Both assessments do a good job of identifying patients vulnerable to health problems, regardless of chronological age. A British group has used meta-analyses, for instance, to show that frail older adults are more prone to falls, fractures, hospitalisations, dementia and nursing-home placement.

In the United States, though, “it’s the surgeons who have picked up the banner”, Walston says. They’re starting to use frailty to help make decisions about which procedures make sense for which older patients. You can see why: frailty involves decreased physiological reserve, which helps determine how patients respond to physical stress.

Surgery brings plenty of that, says Dr Carolyn Seib, a general and endocrine surgeon at the University of California, San Francisco. The effects of anaesthesia and inflammation; the risk of blood clots or infection and muscle weakness caused by days in bed can all take a toll. “The more frail a patient is, the higher the risk of complications,” Seib says.

Researchers have shown that after major operations – including cardiac and colon cancer surgery and kidney transplants – frail older patients are more prone than others to longer hospital stays, being re-admitted within a month of a procedure and ending up in nursing homes after they’re discharged. They’re also more likely to die.

But a study that Seib and her colleagues published in JAMA Surgery this month shows that frail seniors face higher complications even after ambulatory surgery: outpatient procedures that often are considered routine. Hernia repairs, thyroid or parathyroid surgery, operations for breast cancer – “patients and providers often don’t think twice about these,” Seib says.

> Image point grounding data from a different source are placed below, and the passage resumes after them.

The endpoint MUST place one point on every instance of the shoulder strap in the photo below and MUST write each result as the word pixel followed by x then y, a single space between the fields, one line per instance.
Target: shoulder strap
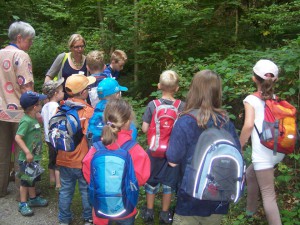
pixel 177 103
pixel 257 94
pixel 156 103
pixel 128 145
pixel 65 59
pixel 62 66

Yet when the researchers looked at 141,000 patients older than 40 in a national surgical database, they found that serious complications were two to four times higher in patients with moderate to high frailty, although complication rates overall were low (1.7 percent, with 0.7 percent experiencing serious complications).

“We have to take frailty into account for any operation, big or small,” Seib says. Although surgeons increasingly screen for frailty, “I wouldn’t say it’s routine yet”, she adds. So she and other researchers recommend that before an operation, patients and families ask: Is my mother showing signs of frailty? Should we do an assessment that indicates how frail she might be?

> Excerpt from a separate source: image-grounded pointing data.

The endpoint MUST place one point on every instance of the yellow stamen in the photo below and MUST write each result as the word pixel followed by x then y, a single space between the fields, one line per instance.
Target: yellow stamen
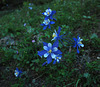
pixel 50 51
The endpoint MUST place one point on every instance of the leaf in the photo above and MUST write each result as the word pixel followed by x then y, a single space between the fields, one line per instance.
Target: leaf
pixel 86 75
pixel 93 36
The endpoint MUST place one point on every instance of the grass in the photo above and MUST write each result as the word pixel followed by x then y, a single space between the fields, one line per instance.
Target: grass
pixel 74 70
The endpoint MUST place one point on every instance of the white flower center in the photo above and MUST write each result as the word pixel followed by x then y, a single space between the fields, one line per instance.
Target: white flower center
pixel 46 22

Unlike some conditions, frailty is something patients and doctors can actually do something about. “There are interventions that can improve or even resolve it,” said Dr Linda Fried, dean of the Mailman School of Public Health at Columbia University and a pioneer in frailty research.

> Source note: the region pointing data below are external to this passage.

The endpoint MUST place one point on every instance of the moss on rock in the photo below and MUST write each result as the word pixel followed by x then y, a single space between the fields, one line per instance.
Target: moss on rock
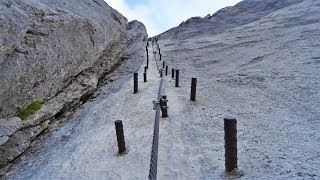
pixel 32 108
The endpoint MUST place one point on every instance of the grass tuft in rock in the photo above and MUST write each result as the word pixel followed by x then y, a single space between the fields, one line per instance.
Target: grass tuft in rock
pixel 32 108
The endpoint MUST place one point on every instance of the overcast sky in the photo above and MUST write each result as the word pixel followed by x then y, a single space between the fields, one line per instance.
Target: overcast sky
pixel 161 15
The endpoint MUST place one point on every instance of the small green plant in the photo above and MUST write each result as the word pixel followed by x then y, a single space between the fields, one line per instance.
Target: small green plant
pixel 32 108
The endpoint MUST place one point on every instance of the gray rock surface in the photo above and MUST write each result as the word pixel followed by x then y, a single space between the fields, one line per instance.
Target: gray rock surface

Firstly, many surgical centres offer a “prehabilitation” programme, shown to improve patients’ results through exercise, better nutrition and smoking cessation. Undertaken even for a few weeks before an operation, “it improves your bounce-back capability”, Fried says. Physical activity, in particular, “seems to be the key to preventing frailty and its progression”, Fried adds – even for those not contemplating surgery.

Secondly, surgical decision-making is not a binary choice between patients agreeing to the standard operation or doing nothing. Alerted to frailty, a surgeon might opt for a less aggressive approach or a different kind of anaesthesia. A patient, understanding that they may be looking at an altered future even if the surgery fixes the physical problem, will have their own priorities to weigh.

With frailty, “I’m going to counsel the patient differently”, Robinson says. “Maybe change the surgery I do. Maybe find an alternative. There’s a spectrum of possibilities.”

Take, for example, his patient with gallstone disease. After their discussion, the man decided that instead of undergoing what would be, for him, a high-risk operation, he would go home and try to avoid foods that triggered his symptoms. If the pain flared again, Robinson would insert a tube through his skin to drain the gallbladder, a much safer procedure.

Because the tube, and the bag into which it drained, would be permanent, it might not represent a welcome alternative for a healthier patient. But “for a physiologically vulnerable older adult,” Robinson says, “it’s a whole different equation”.